Instructional Design

My approach to instructional design is an extension of my philosophy for teaching, which foregrounds student contributions, carefully curates learning experiences that encourage active learning and critical thinking, and provides periodic opportunities for students to reflect and document their own learning to develop meta-cognitive awareness. Below are two examples that demonstrate different approaches I’ve utilized toward creating online learning environments that are well-integrated into a blended classroom.

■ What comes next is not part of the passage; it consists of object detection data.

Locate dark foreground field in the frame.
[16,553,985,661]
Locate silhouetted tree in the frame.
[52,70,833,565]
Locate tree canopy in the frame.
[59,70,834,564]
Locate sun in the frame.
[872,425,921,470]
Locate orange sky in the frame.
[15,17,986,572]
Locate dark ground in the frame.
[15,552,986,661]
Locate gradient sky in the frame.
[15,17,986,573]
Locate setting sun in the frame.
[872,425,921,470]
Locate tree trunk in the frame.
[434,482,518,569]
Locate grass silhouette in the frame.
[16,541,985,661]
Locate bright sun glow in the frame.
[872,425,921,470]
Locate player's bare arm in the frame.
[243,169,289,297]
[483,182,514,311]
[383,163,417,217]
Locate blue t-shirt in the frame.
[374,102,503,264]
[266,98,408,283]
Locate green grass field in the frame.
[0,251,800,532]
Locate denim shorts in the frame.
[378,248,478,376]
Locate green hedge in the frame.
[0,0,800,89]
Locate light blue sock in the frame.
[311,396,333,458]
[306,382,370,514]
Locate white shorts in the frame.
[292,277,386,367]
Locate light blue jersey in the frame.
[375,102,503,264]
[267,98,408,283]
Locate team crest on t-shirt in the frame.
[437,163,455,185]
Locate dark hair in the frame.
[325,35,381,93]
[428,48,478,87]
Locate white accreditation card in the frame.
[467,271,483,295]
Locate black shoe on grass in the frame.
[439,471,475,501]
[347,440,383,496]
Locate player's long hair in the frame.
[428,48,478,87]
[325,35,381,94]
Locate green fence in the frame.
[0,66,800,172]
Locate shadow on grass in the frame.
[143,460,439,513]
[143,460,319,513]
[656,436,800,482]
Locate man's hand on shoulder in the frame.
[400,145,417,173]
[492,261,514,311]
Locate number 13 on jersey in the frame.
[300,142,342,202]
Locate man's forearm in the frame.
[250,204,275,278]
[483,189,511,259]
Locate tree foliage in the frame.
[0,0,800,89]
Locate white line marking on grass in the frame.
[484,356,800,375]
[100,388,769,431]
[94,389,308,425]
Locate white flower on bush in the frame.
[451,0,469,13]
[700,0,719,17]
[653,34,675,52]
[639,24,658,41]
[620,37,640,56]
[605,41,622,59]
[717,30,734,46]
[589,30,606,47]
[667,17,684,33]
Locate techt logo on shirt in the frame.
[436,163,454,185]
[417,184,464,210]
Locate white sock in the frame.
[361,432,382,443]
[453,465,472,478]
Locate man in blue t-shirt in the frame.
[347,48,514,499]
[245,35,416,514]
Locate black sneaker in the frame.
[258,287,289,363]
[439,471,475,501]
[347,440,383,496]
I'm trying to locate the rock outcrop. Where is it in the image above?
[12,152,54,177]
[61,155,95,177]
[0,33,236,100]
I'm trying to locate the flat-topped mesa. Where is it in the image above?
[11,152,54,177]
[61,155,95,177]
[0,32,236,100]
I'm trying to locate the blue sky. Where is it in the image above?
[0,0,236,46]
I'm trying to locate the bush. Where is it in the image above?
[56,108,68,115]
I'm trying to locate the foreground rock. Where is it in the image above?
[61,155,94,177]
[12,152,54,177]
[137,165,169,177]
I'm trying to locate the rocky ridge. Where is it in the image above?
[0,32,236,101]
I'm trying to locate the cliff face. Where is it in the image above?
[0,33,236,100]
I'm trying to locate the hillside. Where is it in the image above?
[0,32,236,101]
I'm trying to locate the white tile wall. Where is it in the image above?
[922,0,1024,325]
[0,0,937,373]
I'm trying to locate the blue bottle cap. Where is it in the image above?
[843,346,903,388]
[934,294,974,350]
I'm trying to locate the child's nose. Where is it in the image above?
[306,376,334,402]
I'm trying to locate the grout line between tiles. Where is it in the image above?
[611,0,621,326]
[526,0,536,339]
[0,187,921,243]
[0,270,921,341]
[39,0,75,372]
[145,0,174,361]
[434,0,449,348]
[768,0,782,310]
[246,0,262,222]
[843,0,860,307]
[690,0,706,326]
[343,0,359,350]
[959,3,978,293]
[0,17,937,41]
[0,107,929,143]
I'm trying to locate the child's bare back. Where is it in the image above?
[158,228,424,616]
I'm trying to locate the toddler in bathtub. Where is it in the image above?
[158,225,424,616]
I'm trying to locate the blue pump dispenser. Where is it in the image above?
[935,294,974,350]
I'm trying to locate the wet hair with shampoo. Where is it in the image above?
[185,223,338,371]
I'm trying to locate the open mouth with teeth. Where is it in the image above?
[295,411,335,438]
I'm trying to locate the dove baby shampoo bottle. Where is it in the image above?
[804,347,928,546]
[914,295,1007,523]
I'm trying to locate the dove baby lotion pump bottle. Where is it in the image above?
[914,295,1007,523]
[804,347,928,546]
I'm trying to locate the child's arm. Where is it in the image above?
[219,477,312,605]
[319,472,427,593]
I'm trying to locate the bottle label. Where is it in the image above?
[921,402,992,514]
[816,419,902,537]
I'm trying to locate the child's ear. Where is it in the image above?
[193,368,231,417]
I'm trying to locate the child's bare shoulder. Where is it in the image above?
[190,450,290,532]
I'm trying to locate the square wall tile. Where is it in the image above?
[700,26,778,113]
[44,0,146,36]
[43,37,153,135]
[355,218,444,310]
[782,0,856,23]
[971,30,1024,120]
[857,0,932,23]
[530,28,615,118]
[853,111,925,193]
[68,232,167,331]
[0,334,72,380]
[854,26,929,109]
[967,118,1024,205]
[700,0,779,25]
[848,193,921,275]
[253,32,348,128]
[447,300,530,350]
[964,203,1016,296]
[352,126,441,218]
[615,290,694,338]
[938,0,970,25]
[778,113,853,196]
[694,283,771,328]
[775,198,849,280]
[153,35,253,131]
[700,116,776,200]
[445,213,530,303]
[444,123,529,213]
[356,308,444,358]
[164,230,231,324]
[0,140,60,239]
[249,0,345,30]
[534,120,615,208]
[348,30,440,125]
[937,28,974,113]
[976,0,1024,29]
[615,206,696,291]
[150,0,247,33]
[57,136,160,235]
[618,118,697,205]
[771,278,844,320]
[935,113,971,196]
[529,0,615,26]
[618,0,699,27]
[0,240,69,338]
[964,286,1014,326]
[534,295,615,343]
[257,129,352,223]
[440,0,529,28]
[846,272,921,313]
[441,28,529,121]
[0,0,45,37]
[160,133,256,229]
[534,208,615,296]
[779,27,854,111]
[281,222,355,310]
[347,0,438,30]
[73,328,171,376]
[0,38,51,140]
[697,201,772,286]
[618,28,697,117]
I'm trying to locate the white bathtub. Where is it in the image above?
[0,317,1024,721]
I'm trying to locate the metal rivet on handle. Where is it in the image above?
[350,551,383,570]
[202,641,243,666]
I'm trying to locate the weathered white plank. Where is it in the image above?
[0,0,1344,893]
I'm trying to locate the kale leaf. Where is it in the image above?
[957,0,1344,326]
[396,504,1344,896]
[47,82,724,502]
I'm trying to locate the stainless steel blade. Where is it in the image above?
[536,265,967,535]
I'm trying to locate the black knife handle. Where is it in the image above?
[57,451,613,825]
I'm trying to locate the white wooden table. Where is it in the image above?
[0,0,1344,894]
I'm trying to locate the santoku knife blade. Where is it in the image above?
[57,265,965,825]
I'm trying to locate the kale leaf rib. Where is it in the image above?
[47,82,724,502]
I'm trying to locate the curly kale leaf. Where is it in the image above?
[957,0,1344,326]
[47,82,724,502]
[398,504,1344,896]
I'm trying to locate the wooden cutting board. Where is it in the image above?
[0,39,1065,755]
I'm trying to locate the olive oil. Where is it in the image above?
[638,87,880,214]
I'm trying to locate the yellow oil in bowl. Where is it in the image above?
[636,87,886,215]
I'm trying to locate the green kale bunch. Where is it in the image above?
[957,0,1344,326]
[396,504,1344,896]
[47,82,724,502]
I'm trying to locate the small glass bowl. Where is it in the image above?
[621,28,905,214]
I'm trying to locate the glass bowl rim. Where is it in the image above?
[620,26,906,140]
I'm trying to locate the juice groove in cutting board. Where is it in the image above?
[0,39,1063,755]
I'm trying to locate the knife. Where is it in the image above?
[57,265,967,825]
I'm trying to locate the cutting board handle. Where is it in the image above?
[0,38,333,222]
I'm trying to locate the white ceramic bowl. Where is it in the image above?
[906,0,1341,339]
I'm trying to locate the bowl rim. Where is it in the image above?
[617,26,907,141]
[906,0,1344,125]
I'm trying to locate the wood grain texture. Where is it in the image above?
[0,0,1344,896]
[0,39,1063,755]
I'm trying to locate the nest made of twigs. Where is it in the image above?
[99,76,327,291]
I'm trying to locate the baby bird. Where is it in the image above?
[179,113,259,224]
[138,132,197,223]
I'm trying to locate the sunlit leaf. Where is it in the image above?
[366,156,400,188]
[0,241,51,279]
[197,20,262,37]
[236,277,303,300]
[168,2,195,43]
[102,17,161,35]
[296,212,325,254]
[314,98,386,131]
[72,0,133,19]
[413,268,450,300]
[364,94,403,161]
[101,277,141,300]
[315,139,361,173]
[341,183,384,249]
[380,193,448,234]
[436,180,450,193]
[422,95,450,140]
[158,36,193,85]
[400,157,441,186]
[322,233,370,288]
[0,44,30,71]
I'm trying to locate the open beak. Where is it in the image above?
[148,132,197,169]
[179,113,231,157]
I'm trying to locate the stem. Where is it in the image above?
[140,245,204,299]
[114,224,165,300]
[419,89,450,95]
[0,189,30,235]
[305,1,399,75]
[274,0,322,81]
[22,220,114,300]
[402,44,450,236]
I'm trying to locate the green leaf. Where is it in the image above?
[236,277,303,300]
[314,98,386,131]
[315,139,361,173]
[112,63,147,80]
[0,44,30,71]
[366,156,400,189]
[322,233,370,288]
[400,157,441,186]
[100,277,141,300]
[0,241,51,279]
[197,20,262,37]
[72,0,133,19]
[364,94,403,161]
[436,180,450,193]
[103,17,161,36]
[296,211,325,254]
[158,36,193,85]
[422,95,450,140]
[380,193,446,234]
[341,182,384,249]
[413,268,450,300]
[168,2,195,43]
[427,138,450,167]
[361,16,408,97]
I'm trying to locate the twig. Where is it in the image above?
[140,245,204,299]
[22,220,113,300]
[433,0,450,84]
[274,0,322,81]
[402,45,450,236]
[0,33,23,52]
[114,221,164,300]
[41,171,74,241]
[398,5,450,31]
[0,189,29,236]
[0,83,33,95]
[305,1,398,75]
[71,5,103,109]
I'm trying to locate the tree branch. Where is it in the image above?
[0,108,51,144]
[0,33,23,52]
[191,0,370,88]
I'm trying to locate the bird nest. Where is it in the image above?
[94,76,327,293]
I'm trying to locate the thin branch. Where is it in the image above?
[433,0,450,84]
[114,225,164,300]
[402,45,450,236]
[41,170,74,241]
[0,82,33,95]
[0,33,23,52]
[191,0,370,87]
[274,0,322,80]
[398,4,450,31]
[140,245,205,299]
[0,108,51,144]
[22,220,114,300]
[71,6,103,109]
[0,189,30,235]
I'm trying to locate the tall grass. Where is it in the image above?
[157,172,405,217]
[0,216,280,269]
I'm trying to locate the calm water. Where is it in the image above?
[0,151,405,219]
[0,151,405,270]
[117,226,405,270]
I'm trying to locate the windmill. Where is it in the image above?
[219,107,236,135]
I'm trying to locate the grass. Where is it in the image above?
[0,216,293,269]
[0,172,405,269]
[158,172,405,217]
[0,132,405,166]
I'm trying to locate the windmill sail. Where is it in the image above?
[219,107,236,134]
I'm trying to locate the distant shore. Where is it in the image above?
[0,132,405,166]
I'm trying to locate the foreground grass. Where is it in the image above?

Entry-level Composition Course

Screenshot of Unit from Moodle course
Example Unit (Moodle)

For early-career students who may not always be familiar with styles of teaching and evaluation in higher education, I focus course design on making learning activities accessible to a range of learners. The course was divided among several units (Unit 3 shown here), and activities follow a clear progression that scaffold the student learning process through a complicated task such as writing a documented essay based on secondary research. In concert with in-person activities, students were asked to identify a topic and audience, go through the process of collecting sources, and then begin to evaluate and synthesize other scholars through a sequence of homework assignments. Each activity builds on those that come before, encouraging students to make connections between their intended audience and their own evolving thinking about their research process. Students were also provided with supplementary materials that model sound research practices and contextualize writing and research as a social act.

Advanced Undergraduate Seminar

Screenshot for course taught on WordPress
Example Course Layout (WordPress)

In a seminar with advanced undergraduates completing an internship to become writing tutors at the University of Massachusetts Writing Center, I designed a WordPress site in lieu of a traditional LMS. The site was designed to focus on student contributions in weekly blog posts as they engaged with a rigorous collection of scholarship in Writing Center Studies. The site utilized categories, tags, and a dynamic word cloud that was updated as the class progressed through the academic term. In addition to weekly blog posts where students synthesized reflections on their internship experience with published scholarship, students also worked in teams as they researched and designed pilot studies conducted in our writing center. The WordPress site facilitated the independent work of students as they reflected on theory and practice, as well as functioned as a venue to share their reflections and works in progress to an audience of their peers.